Nanni Moretti superpose les théâtralités, le jeu, et les montre comme faiseurs de lien social et de lien humain, de sens : le tournoi sportif qui met en scène toute la sphère d’influence du catholicisme, la troupe de théâtre profane, la théâtralité catholique. Et partout on y trouve de l’enthousiasme (transport divin selon l’étymologie, et dans l’antiquité, le délire sacré qui saisit l’interprète de la divinité, ce que ne peut plus faire notre pape-Piccoli, mais c’est une folie de l’interprétation qui emporte l’acteur de la troupe, dans un jeu de miroir entre eux).

A l’inverse de la compétition joyeuse du tournoi le psychanalyste est aussi celui qui introduit la concurrence des moi(s), sa femme étant une psychanalyste qu’il déclare être «  la meilleure après [lui] » et dont il est séparé. Dans l’espace sécularisé, en dehors de la troupe théâtrale qui offre au pape un collectif, le film dresse le portrait d’une société de solitude, atomisée, dominée par un langage psychanalytique vide de sens qui répond à toutes les souffrances par une phrase mécanique.  Alors qu’il renoue avec son histoire et l’existence temporelle chez la psychanalyste, le spirituel qu’il représente est dégradé en superstition dans l’espace public:  il doit soudain répondre à une femme lui demandant si elle va quitter son mari, et le symbole divin devient tout à coup un marabout de cafeteria.

On peut voir la rencontre avec la psychanalyse comme la possibilité d’une rédemption dans la mesure c’est la psychanalyse qui lui permet de renouer avec son passé, de réinterpréter son histoire par le métier d’acteur, de trouver, par hasard, la troupe qui met en scène La Mouette de Tchekhov. La Mouette est aussi une pièce où une autre pièce ne peut être jouée, dans un contexte de deuil, de désenchantement et de mutations sociologiques d’une Russie qui voit ses hiérarchies traditionnelles disparaître, mise en abyme de la disparition possible de la théâtralité qui la relie à la disparition  des hiérarchies, à celle de l’enchantement du monde et à la possibilité du collectif. La théâtralité sacrée est préférée à la profane (ou l’enchantement au spectacle du deuil et du désenchantement) dans la scène où  cardinaux et gardes entrent dans la salle de spectacle. Il en découle peut être aussi une hiérarchisation ente psychiatrie et psychanalyse qui redonne ses lettres de noblesse à cette dernière par la mise en miroir de Piccoli et de l’acteur de la troupe, l’un ne pouvant plus jouer aucun rôle et l’autre ne pouvant plus que les jouer tous dans un vertige où éclate les frontières du moi ou encore dans ce délire de l’interprète ; les thérapies proposées divergent : psychiatrie pour l’un (on aperçoit le SAMU italien emmener l’acteur un peu plus tôt) , psychanalyse pour l’autre.

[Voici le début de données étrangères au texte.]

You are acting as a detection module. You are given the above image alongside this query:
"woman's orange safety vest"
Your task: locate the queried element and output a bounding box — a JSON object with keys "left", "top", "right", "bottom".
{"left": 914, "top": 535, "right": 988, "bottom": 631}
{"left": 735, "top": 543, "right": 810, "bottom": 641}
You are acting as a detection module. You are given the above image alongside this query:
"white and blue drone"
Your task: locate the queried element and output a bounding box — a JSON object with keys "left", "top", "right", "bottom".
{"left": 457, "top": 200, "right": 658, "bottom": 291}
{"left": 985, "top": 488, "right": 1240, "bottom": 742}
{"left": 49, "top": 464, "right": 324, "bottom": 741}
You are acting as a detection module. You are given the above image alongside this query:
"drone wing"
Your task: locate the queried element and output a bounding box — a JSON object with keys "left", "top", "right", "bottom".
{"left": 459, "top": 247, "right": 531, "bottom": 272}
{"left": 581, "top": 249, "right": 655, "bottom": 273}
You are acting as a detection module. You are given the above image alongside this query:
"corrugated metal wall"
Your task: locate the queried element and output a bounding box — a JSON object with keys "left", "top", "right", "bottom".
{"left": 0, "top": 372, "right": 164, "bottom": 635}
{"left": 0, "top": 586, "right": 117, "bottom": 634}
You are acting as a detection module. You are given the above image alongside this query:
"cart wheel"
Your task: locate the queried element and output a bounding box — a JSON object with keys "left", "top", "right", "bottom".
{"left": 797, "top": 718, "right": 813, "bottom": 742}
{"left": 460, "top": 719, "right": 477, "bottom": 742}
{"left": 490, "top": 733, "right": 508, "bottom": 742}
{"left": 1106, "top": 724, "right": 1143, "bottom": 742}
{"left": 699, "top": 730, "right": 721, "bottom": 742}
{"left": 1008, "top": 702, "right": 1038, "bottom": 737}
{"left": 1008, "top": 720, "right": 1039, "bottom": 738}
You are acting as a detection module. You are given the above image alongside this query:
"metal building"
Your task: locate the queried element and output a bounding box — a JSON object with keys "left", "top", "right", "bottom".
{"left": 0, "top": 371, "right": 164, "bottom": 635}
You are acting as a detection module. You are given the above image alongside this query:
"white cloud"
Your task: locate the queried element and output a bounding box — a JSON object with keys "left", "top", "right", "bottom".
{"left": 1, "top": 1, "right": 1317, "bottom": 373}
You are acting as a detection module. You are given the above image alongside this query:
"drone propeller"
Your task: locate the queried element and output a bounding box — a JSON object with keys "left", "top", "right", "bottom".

Il reste cette dernière image de renonciation au pouvoir, qui le dénonce en en disant la vacuité.  Le film s’achève en  montrant un pape tragiquement humain comme ultime vérité, un homme croyant et acteur, pris d’un possible sentiment d’imposture, déchiré par le silence de Dieu, gardant sa foi pour lui seul comme unique lieu de sa dignité tandis que la mascarade de la starisation apparaît incompatible avec les valeurs et les besoins de l’humanité.